W styczniu w sieci rozgorzała dyskusja na ten temat. Wówczas mieszkańców także odwiedzały podejrzane osoby. Wtedy również działali m.in. na osiedlu Batorego.
Z kolei inni z użytkowników facebooka zauważali, że osoby mogły być przedstawicielem konkurencyjnej firmy, który chciał „podkupić” klientów Energi.
- U mnie była dziewczyna i chłopak ale się zapowiedzieli, że przyjdą. Przyjęłam ich i była to firma F***m. Oczywiście nie powiedzieli o co chodzi do samego końca rozmowy. Chodziło po prostu o to żeby zmienić dystrybutora prądu (nie sprzedawcę). Popędzali bo mówili, że przyjechali z Płocka i są w delegacji tylko do piątku i trzeba się decydować szybko. Mi wskazali na symulacji, że mogłabym zaoszczędzić nawet 2000zł rocznie na rachunkach. Niestety poczytałam sobie o nich w internecie i to jest oszustwo. Faktycznie są z oficjalnej firmy, która funkcjonuje, ale oszczędności z tego tytułu nie ma żadnych.
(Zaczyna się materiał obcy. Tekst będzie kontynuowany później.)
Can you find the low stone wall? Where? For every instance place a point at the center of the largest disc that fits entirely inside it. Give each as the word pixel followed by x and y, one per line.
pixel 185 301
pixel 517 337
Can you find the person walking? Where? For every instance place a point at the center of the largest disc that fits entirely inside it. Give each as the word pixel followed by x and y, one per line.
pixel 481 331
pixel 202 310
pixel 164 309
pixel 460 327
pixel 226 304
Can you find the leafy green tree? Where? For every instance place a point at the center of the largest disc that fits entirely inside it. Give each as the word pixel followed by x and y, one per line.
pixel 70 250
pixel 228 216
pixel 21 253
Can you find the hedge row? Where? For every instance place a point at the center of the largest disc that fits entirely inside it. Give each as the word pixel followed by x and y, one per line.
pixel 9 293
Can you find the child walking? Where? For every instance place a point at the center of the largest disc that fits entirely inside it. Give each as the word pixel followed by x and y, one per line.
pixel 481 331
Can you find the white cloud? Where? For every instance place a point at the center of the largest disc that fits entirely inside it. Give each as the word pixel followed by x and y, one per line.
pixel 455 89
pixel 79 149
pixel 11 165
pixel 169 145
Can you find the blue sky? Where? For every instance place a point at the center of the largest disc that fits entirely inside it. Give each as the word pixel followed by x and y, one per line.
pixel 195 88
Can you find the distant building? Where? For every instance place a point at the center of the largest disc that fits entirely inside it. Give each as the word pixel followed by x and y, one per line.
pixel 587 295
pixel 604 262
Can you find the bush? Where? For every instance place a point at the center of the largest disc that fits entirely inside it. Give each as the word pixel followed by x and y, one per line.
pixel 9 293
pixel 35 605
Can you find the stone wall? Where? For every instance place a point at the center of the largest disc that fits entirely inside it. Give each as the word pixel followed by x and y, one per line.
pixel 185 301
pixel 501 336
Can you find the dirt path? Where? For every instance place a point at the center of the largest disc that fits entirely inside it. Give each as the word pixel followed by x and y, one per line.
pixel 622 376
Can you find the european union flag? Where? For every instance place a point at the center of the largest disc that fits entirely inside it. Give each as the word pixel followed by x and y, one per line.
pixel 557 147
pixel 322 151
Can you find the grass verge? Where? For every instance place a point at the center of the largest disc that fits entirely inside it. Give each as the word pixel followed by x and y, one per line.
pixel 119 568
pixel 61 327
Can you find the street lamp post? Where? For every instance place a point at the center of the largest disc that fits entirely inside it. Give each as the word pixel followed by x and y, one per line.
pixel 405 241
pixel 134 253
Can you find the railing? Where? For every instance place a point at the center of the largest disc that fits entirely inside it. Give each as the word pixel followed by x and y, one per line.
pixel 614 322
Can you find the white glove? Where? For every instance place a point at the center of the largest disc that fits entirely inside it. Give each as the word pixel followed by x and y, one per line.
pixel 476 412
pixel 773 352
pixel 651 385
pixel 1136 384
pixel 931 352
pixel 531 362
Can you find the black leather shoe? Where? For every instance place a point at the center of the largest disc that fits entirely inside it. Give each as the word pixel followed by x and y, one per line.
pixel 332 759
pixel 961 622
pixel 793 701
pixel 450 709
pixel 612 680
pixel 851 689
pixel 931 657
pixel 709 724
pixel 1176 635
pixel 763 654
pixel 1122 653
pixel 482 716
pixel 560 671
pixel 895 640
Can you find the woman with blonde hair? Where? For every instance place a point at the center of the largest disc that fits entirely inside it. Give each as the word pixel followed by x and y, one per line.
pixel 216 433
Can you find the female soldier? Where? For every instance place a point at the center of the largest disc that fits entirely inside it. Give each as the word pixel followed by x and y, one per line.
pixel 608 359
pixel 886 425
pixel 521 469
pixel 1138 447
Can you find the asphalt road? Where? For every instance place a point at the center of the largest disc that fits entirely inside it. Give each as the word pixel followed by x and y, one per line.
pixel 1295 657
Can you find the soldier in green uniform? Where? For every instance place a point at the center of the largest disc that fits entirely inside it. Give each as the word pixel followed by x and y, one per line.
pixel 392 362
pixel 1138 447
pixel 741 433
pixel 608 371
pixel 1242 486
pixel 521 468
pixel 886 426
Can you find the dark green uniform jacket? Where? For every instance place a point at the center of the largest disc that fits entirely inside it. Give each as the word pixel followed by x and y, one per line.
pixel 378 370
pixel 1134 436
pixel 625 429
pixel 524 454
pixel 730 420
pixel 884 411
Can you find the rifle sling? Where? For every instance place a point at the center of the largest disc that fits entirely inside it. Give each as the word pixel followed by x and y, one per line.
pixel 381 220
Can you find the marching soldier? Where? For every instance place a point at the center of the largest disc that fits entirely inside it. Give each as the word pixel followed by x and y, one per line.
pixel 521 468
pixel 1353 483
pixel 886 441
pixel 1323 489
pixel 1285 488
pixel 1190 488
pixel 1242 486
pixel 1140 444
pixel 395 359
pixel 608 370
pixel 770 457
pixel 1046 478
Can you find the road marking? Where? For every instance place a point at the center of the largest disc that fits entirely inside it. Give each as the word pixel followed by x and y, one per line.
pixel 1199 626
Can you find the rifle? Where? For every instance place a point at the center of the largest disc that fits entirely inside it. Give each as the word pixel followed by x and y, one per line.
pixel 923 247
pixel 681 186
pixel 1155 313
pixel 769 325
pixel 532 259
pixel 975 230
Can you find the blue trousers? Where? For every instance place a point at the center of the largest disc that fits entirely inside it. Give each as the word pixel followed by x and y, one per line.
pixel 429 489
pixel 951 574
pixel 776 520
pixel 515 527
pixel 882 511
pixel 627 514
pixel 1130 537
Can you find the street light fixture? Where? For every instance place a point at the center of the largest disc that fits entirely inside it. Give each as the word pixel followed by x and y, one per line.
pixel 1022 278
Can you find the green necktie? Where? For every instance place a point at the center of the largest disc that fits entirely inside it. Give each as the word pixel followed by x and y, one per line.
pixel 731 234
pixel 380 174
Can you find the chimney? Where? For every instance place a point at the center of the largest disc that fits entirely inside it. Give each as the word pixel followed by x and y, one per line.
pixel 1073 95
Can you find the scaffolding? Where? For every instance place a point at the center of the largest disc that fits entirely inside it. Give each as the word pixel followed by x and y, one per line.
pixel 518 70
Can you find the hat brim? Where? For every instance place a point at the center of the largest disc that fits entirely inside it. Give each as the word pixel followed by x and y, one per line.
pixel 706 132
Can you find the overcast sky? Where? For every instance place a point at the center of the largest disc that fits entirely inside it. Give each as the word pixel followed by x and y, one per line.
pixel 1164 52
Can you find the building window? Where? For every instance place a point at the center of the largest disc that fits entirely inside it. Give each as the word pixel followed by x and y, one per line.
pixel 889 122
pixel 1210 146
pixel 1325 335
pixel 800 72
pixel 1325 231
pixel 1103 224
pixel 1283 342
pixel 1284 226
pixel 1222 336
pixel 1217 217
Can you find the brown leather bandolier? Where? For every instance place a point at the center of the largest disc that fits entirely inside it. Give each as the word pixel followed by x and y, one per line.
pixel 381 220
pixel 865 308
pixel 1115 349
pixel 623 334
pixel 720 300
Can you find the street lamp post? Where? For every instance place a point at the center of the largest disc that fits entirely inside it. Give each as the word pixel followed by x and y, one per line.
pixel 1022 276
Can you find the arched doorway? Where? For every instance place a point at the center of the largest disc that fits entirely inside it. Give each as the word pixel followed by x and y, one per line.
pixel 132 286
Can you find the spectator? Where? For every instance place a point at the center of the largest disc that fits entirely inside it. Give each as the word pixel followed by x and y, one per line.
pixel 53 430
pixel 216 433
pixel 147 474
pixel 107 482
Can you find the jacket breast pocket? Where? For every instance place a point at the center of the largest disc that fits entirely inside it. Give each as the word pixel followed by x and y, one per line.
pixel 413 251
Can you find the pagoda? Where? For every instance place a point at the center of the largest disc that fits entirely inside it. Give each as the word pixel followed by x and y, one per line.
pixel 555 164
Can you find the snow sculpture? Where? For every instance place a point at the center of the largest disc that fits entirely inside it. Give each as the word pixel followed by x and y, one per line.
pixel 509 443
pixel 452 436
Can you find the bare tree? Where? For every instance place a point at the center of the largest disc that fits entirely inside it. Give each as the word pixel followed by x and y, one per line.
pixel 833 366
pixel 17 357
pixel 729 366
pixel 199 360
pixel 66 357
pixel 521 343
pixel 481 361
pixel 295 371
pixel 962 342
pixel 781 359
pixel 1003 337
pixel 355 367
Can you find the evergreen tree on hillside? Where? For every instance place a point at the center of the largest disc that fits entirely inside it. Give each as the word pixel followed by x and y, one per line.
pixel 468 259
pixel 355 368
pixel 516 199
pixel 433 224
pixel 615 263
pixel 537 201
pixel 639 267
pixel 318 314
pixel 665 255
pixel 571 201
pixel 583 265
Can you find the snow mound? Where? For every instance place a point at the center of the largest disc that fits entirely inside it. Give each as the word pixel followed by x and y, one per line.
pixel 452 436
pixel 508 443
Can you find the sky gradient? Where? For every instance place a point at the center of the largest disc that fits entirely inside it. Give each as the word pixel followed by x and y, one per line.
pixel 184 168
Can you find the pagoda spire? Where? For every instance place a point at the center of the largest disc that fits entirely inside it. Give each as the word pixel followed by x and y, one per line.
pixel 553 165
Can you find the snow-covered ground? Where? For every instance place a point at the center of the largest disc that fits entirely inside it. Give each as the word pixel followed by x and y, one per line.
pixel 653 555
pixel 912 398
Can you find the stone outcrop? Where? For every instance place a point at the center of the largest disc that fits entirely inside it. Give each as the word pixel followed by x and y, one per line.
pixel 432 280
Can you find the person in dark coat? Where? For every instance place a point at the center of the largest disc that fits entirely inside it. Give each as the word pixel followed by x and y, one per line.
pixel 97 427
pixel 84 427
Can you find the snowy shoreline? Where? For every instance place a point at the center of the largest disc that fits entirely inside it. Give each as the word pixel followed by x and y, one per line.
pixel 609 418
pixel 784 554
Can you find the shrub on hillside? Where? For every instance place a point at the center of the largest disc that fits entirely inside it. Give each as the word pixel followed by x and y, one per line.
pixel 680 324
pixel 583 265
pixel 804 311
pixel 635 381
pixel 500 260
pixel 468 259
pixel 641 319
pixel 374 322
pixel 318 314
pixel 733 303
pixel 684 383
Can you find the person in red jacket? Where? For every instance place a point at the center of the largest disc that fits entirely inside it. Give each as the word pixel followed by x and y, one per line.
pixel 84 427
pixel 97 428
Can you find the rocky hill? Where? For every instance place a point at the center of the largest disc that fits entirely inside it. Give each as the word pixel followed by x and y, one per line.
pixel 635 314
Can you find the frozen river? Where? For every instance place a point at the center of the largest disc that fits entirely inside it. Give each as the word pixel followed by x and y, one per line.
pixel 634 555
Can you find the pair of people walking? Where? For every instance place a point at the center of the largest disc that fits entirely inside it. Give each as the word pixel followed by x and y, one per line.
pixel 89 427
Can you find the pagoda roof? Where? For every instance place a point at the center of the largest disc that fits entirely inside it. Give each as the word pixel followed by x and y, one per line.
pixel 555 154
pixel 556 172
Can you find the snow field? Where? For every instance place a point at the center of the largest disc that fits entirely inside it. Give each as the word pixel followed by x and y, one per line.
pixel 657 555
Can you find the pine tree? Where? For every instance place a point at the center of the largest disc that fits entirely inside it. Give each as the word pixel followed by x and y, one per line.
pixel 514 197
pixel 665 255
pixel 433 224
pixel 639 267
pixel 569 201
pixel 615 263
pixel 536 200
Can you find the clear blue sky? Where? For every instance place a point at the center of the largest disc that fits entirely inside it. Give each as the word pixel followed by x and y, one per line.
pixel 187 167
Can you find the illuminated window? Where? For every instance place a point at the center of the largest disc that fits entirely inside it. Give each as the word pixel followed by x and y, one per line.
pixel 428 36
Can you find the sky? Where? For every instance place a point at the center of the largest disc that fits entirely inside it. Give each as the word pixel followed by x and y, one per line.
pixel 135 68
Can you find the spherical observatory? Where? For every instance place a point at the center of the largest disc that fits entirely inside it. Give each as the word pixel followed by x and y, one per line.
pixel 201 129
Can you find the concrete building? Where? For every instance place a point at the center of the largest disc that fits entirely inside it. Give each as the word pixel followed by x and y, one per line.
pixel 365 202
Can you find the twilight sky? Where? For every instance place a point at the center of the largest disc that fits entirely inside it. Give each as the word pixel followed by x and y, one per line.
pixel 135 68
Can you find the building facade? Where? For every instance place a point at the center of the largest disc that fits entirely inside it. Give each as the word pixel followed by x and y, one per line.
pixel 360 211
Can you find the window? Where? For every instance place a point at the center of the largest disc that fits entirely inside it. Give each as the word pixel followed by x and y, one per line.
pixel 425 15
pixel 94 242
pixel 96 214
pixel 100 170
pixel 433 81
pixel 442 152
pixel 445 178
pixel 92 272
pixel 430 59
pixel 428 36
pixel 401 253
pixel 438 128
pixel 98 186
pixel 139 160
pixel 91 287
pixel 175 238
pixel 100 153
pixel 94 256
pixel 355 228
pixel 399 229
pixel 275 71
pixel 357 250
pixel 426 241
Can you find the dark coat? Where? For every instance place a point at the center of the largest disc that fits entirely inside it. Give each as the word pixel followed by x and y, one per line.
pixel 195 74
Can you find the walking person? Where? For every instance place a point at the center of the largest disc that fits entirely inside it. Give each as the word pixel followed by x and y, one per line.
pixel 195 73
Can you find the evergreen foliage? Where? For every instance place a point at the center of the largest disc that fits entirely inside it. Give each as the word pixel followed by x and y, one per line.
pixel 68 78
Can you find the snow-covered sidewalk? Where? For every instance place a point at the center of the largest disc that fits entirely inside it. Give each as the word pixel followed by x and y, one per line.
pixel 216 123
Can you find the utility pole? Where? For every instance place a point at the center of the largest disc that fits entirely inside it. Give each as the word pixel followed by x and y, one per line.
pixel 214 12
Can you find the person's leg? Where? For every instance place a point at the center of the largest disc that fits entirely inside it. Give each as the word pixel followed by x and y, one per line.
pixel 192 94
Tylko na papierze, przy rozmowie. A później do rachunku dopisane są jakieś opłaty, o których oni nie mówią, a które zawarte są w umowie. Koniec końców płaci się miesięcznie jeszcze więcej niż poprzednio, bo prąd jest tańczy, ale dostawa prądu jest o wiele droższa – pisała miesiąc temu jedna z internautek.